Now, while I agree that using a single connection from multiple threads without any other sort of concurrency mediation is a bit unusual, but it is occasionally useful, especially if you aren't dealing with something that isn't (directly) an http backend. And the postgresql-simple philosophy is to generally avoid imposing opinions, but rather allow the widest possible range of use cases.

saurabhnanda commented 6 years ago

That statement isn't overly self-consistent

Allow me to rephrase. Sharing a connection concurrently across threads should not be recommended. If sharing connections across threads in a non-concurrent manner is required (most common use-case), then connection pooling is a tried and tested solution, and it should be recommended.

... but it is occasionally useful... ... philosophy is to generally avoid imposing opinions...

"make simple things simple, complex things possible"

reite commented 6 years ago

I ran into a issue probably related to this. I'm using postgres-simple together with beam-postgres in a http server. When serving concurrent requests I was some times getting errors that looked like this (with different temp numbers):

SqlError {sqlState = "34000", sqlExecStatus = FatalError, sqlErrorMsg = "cursor \"temp20\" does not exist", sqlErrorDetail = "", sqlErrorHint = ""}

As a novice in this space it was not obvious to me that I couldn't just create a connection when starting the http server and share it between requests.
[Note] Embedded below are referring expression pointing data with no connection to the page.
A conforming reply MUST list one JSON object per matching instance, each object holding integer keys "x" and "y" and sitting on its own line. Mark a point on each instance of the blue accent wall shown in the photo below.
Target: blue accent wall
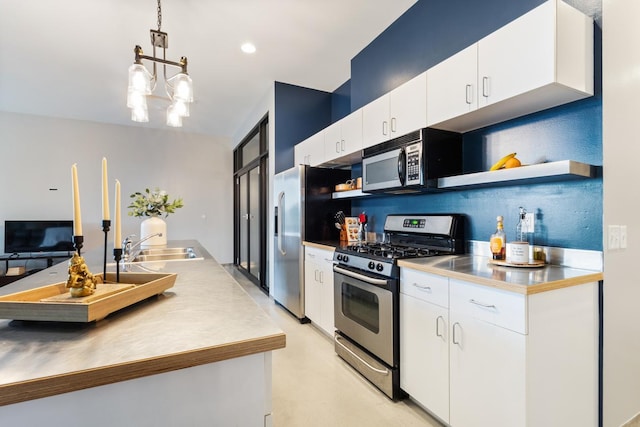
{"x": 429, "y": 32}
{"x": 568, "y": 213}
{"x": 341, "y": 102}
{"x": 300, "y": 112}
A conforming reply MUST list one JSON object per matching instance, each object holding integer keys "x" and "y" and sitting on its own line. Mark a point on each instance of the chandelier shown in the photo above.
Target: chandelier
{"x": 179, "y": 87}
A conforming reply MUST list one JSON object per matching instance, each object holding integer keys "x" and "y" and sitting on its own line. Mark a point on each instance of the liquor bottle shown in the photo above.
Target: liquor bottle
{"x": 498, "y": 242}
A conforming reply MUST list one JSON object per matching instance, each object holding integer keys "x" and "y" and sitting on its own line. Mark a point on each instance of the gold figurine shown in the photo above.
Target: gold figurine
{"x": 81, "y": 282}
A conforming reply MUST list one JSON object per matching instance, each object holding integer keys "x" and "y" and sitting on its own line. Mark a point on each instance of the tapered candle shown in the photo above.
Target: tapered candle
{"x": 117, "y": 237}
{"x": 77, "y": 220}
{"x": 105, "y": 191}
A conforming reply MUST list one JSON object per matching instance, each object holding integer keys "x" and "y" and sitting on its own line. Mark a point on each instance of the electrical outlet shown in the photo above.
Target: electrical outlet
{"x": 614, "y": 237}
{"x": 530, "y": 218}
{"x": 623, "y": 237}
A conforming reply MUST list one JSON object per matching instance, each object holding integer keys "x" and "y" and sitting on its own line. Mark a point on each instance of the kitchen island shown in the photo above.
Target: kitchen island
{"x": 198, "y": 354}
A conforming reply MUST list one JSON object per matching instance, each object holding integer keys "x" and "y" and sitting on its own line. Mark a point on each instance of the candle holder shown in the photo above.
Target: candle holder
{"x": 117, "y": 256}
{"x": 77, "y": 243}
{"x": 106, "y": 226}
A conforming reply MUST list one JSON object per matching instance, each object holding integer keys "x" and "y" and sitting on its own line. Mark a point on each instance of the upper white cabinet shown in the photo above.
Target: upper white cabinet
{"x": 540, "y": 60}
{"x": 310, "y": 151}
{"x": 397, "y": 113}
{"x": 343, "y": 139}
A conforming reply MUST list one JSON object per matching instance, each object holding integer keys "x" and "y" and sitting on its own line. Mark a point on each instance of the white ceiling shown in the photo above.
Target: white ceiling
{"x": 69, "y": 58}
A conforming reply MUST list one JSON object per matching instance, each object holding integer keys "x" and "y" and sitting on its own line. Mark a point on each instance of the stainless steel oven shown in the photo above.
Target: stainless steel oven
{"x": 366, "y": 319}
{"x": 366, "y": 292}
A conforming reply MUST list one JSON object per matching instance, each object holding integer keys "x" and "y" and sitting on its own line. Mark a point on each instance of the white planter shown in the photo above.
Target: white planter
{"x": 151, "y": 226}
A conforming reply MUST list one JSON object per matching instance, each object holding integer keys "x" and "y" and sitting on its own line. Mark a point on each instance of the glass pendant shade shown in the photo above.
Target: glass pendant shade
{"x": 139, "y": 79}
{"x": 173, "y": 118}
{"x": 140, "y": 114}
{"x": 182, "y": 87}
{"x": 136, "y": 99}
{"x": 181, "y": 108}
Creating a new connection for each request solved the issue.

I think a warning should be added that it is not safe to use a connection concurrently.
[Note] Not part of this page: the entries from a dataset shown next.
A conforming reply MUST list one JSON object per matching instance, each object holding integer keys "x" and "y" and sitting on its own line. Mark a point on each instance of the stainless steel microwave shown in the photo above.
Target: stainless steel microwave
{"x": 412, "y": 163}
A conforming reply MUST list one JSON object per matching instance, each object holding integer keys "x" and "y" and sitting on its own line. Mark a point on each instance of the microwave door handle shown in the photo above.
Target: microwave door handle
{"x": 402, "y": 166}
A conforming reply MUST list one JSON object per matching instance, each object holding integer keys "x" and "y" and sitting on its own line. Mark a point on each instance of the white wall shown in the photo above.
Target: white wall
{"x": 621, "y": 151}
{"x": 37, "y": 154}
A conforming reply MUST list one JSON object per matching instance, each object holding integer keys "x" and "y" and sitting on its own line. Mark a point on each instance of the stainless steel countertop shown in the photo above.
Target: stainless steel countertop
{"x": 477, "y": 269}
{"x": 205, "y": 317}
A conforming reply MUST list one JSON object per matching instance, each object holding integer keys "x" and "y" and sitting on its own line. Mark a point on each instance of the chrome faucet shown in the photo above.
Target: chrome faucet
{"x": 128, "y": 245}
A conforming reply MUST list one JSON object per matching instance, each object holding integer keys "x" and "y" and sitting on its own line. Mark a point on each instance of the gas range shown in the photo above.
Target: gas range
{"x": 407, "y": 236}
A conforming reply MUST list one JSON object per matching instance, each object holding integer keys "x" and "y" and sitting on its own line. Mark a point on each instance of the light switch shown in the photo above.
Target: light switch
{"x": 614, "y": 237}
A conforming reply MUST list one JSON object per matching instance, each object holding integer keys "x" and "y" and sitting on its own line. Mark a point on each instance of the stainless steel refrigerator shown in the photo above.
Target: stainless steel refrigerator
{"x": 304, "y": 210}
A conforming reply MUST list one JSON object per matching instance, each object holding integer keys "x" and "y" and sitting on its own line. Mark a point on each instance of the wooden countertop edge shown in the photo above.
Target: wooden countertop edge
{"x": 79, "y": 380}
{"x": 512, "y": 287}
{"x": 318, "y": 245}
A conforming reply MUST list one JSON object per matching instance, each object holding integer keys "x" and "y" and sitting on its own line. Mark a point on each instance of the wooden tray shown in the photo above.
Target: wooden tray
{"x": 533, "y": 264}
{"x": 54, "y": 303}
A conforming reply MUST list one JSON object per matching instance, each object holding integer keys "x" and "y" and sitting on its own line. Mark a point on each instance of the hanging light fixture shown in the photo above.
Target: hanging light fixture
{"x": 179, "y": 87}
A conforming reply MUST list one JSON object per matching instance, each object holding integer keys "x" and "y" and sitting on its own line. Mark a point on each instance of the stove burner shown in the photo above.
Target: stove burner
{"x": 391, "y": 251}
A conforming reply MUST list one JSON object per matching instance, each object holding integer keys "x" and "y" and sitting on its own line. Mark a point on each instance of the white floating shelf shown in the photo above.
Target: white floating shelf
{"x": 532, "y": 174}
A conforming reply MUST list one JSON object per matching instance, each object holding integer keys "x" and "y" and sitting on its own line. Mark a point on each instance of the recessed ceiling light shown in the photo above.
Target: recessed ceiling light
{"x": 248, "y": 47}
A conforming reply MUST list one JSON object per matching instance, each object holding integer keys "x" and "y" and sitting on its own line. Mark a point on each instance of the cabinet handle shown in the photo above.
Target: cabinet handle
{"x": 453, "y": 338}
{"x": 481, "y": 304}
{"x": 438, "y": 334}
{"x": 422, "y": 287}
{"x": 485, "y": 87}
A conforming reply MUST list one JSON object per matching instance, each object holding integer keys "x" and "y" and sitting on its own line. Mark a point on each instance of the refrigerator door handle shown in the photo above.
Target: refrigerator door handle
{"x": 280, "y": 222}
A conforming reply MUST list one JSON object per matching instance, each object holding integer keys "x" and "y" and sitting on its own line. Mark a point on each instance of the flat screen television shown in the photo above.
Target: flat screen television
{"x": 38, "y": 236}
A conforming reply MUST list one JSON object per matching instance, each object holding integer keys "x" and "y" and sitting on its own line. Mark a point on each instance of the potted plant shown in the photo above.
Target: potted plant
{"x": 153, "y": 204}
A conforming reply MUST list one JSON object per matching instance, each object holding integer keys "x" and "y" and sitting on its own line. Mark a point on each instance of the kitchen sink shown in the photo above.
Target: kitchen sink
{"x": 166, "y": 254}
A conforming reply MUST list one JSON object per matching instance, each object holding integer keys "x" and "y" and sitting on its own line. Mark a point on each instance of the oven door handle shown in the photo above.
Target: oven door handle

lpsmith commented 6 years ago

But it is safe to use a connection concurrently; there just isn't any provision at the present time in cases when you want to issue multiple queries atomically (as is involved with things such as e.g. fold and withTransaction) without going back to the end of the line.

In your case, you probably want to investigate connection pooling, either via pgbouncer (which would change the deployment of your code, but not the code itself) or tweak your code to add pooling internally to your application.